Mr. Berube was with Marines who had already had experience fighting the Japanese. If he was worried or concerned because of what he had learned and consequently what he might expect, he never shared such anxious thoughts with his sister.
As he celebrated the New Year in the Pacific, his letters became more somber. “Here we are starting on another year, and many new things are to be given to the world,” he wrote on January 1, 1945. “We will just go along almost the same as before life changed a bit, but behind it all our thoughts are to be back together. The New Year for me was a decidedly different affair than was the previous one … Of course, I was still what people look upon and call a civilian. Ella had eyes for Alvin, but he had eyes elsewhere. Ella, Pauline, you and Betty were a little more indulgent than the rest of us and I do believe just a trifle on the silly side. But the fun did not last long enough, so here we are passing another [year].”
On February 13, five days before the first wave of Marines landed on the black volcanic soil of Iwo Jima, Mr. Berube sent his last letter to his sister. He criticized some of the movies shown to the troops but wrote not a word of the upcoming battle or nonstop bombardment of the island that he witnessed. He wrote about photos he recently received. “I really like your picture and also the one with Albert [her husband]. They really made me feel wonderful all over, it took me back to the days when you were in school in Boston and all the fun we had. That of course is one of the things we have to help us though blue days. I do not like to look back, but rather ahead to the future when everything can be done as you want and have your good times as normal humans. I hope some day I can walk into someplace out here and meet someone from Edgartown.”
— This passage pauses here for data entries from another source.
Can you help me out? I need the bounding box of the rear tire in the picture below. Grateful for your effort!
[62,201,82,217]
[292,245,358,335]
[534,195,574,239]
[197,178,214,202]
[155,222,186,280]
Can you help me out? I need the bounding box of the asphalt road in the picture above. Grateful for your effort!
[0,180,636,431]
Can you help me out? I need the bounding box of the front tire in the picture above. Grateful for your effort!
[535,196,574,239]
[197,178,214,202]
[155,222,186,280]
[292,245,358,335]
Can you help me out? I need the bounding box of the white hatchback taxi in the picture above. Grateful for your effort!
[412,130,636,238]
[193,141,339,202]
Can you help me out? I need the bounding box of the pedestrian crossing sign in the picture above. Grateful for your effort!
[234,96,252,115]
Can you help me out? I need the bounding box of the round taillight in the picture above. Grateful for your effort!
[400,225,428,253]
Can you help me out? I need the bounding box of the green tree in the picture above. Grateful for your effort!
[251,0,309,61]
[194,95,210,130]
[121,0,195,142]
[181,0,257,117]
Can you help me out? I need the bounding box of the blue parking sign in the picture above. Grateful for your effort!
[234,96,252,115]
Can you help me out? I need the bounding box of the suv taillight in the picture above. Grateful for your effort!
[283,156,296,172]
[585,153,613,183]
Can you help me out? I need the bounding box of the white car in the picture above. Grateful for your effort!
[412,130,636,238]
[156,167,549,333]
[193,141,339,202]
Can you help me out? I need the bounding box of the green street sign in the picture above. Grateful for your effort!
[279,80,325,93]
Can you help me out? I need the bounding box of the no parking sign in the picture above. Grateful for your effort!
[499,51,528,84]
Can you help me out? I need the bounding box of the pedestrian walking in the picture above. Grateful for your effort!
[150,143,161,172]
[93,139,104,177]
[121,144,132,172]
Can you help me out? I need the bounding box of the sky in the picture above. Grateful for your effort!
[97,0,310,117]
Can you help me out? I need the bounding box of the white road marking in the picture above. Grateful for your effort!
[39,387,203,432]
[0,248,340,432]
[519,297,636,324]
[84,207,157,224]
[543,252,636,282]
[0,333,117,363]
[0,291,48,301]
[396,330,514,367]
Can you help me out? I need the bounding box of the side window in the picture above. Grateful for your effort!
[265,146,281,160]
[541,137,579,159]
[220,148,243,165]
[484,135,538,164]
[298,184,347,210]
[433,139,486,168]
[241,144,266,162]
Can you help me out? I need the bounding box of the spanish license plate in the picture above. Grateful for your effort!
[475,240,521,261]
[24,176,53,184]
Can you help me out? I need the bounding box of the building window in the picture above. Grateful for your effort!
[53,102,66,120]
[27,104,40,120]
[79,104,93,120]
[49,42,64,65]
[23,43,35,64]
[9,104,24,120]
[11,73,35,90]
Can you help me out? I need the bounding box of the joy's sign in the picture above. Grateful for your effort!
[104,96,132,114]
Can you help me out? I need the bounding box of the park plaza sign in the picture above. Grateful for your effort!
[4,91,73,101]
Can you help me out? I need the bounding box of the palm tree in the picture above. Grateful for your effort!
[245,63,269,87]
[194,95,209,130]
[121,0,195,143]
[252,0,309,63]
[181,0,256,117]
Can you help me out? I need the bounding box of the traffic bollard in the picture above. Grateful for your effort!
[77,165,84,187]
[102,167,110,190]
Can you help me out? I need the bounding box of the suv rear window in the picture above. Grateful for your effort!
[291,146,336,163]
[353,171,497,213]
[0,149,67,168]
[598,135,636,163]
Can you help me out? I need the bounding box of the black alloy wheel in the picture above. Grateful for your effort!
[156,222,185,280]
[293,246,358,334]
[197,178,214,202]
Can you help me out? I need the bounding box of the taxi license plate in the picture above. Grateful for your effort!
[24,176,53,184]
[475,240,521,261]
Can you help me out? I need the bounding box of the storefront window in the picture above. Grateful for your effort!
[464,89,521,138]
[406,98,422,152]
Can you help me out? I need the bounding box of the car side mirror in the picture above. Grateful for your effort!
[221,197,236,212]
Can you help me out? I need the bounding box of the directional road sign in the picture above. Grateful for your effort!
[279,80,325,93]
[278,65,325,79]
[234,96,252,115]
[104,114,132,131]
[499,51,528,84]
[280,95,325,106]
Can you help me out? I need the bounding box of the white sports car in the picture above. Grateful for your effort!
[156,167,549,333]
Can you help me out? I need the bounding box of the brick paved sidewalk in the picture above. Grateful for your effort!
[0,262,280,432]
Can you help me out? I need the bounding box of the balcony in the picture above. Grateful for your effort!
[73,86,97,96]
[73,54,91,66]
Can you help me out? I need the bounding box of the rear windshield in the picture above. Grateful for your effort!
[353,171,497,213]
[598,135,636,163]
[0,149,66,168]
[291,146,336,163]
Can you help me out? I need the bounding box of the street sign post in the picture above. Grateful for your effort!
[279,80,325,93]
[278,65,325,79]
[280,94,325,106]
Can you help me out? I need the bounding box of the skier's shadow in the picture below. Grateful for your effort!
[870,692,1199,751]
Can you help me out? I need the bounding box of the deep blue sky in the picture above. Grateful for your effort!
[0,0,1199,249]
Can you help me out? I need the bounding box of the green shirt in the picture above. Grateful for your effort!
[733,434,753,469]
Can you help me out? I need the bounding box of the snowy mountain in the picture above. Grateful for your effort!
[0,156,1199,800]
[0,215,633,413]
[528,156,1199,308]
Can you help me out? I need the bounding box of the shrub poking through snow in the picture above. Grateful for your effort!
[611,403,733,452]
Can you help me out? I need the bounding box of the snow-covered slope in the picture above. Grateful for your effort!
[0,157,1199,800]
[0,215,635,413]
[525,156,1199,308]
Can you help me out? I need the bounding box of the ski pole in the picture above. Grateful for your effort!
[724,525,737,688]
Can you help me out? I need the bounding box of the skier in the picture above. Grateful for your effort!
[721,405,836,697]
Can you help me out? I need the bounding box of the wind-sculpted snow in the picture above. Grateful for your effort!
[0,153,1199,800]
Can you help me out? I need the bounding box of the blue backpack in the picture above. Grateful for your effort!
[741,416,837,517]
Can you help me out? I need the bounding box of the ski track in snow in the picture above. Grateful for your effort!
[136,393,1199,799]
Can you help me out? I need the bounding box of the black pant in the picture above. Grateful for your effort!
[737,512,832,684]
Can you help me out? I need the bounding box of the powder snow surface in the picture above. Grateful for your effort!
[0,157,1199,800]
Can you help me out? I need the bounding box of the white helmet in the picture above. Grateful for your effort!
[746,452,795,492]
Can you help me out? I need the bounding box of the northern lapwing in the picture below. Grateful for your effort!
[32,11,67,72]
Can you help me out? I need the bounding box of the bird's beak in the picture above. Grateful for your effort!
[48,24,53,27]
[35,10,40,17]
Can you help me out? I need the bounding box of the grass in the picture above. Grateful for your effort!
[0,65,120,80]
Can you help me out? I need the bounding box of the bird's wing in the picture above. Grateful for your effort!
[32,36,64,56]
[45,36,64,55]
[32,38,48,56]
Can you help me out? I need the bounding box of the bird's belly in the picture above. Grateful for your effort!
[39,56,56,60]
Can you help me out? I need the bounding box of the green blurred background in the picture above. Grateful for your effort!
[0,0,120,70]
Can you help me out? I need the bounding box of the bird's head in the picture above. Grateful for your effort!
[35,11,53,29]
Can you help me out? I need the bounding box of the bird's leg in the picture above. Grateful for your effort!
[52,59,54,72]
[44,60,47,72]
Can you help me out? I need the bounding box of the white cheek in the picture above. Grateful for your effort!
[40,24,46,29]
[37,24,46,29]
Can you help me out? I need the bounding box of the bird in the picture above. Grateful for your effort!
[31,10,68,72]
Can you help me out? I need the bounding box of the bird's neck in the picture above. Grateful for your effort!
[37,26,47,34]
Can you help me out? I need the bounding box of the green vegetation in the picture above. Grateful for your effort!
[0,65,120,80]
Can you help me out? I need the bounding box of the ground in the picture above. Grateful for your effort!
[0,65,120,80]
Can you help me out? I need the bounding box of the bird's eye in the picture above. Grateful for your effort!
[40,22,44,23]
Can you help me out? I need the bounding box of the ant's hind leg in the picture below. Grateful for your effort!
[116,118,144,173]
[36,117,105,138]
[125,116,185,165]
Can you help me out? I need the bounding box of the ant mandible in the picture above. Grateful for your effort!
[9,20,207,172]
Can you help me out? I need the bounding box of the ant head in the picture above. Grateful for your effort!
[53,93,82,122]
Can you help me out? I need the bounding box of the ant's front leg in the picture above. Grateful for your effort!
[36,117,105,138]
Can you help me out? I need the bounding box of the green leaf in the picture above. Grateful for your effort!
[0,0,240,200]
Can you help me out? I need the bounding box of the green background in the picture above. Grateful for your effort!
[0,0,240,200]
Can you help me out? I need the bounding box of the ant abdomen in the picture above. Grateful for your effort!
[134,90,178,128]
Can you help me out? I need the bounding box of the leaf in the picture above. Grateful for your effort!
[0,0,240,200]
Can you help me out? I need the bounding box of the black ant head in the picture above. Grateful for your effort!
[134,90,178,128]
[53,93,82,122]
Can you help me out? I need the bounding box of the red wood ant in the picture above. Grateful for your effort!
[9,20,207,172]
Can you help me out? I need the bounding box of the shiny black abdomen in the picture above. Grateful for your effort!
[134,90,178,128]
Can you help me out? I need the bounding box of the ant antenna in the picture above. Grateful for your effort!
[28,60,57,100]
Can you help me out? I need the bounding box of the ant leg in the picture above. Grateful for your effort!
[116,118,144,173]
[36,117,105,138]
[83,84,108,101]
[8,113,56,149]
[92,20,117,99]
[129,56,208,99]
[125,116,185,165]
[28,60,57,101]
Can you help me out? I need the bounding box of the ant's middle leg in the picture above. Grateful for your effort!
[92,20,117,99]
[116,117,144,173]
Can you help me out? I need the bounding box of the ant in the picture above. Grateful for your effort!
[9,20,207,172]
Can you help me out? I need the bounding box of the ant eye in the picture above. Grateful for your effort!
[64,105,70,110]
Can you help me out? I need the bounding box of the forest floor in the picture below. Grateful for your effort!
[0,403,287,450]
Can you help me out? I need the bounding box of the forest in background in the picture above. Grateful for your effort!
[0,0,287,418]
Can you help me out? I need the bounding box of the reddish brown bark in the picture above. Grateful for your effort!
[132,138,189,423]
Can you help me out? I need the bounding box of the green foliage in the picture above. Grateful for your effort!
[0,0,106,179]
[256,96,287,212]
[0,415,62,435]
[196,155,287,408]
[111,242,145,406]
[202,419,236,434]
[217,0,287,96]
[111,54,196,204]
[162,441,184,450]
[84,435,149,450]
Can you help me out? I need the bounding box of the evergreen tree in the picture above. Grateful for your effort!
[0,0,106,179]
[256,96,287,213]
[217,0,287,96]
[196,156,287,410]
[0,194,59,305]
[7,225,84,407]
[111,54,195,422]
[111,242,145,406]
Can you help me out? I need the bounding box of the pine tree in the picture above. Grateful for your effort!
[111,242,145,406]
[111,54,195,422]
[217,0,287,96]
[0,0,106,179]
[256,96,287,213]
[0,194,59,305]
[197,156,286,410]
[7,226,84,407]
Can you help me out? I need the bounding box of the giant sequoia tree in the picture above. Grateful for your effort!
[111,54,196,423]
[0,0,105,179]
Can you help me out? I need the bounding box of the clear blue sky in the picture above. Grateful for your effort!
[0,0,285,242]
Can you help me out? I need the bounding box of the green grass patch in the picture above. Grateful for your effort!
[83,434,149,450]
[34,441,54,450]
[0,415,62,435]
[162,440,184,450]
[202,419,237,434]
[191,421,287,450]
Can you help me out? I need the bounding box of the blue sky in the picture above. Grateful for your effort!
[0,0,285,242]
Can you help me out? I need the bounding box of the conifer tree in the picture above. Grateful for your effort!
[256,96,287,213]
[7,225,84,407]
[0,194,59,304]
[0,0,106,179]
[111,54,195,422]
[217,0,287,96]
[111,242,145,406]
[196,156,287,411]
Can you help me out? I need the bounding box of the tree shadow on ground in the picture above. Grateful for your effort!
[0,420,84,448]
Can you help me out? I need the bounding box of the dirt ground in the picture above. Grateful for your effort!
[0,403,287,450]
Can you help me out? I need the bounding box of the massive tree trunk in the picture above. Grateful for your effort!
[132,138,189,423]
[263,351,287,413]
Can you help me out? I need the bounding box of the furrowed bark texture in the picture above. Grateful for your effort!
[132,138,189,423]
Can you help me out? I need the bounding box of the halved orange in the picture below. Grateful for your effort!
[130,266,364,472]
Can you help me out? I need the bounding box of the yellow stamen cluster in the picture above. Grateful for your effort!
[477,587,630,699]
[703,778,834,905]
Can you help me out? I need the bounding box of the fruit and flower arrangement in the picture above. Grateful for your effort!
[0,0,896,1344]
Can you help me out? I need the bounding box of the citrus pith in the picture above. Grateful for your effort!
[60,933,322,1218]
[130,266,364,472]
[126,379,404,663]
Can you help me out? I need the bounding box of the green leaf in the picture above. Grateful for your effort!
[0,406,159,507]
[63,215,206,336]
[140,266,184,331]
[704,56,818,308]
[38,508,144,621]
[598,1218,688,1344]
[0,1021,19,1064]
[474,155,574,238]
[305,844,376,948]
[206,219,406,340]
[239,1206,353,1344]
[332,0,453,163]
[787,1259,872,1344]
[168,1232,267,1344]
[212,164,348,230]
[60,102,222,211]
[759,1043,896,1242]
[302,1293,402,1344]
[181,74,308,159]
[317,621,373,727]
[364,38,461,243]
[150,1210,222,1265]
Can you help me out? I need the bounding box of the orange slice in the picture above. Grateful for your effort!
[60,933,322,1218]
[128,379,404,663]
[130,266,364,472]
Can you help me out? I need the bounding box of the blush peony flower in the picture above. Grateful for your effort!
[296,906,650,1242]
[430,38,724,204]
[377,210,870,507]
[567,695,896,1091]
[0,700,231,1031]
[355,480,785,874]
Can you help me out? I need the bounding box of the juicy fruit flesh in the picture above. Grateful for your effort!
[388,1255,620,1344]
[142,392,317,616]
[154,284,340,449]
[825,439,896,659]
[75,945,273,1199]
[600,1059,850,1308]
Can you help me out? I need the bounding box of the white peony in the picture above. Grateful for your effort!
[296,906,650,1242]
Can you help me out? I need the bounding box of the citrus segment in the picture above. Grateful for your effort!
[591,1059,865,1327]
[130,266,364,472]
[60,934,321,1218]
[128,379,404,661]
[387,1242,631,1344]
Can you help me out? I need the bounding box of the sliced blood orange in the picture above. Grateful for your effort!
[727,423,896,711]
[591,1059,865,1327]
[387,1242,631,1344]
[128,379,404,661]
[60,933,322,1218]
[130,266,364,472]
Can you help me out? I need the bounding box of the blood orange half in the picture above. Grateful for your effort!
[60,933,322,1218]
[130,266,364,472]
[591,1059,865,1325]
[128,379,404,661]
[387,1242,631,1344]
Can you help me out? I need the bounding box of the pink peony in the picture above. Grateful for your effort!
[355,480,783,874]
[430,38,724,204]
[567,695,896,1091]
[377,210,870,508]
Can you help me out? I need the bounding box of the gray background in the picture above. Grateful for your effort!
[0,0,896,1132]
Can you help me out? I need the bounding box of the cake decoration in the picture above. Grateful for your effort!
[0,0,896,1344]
He added a comment on some lively and current town gossip, offered some brotherly advice and a request for film for his camera. In one of his only comments on the war, he wrote, “Yes, the war news is very good, but still some way to go for a finish.” He ended, “Yvonne, I have really run out of words so will say so long for now. Regards to all. Your loving brother, love Edmund.”
Mr. Berube’s unit landed on Iwo Jima, on February 22. A Marine Corps photographer snapped a photo of Mr. Berube and a group of Marines soon after. The photo, carefully preserved in the scrapbook, appeared in the Boston Globe and was the talk of Edgartown.
On March 3, a Japanese sniper shot Edmund Berube as he went to the aid of a wounded Marine. He was 26 years old and one of the 6,800 servicemen killed in a battle defined by its unrestrained ferocity.
Mrs. Sylvia has pasted into the scrapbook a faded Western Union telegram, sent the family on March 15, 1945: “The Navy Department deeply regrets to inform you that your brother Edmund Joseph Berube pharmacists mate second class USNR was killed in action while in the service of his country.”
In the weeks that followed, the Berube family received many cards and letters, many carefully preserved in the scrapbook.
One letter was written on Marine Corps stationary and dated April 18, 1945. The writing is badly faded, but the sentiments are indelible.
“Your son, Edmund, served as one of my corpsman in the first battalion Ninth Marines,” Frank K. Johnson wrote to Mrs. Berube. “He did a fine job for us. I thought you might like to hear from one of the doctors he worked for. All of us liked Ed, and we miss him too.
“A little more of the details about his death may help to ease a little of the pain that I know you now have. A Japanese sniper killed him instantly as he was crawling over a stone to help one of his buddies. He was seen almost immediately by another Corpsman and was already dead.
He is buried in the Marine cemetery on Iwo Jima.
“As a tribute to him his fellow Corpsmen chiseled out a little monument of stone and placed it on his grave.
“My sincerest sympathy goes out to you and yours in this time of bereavement.”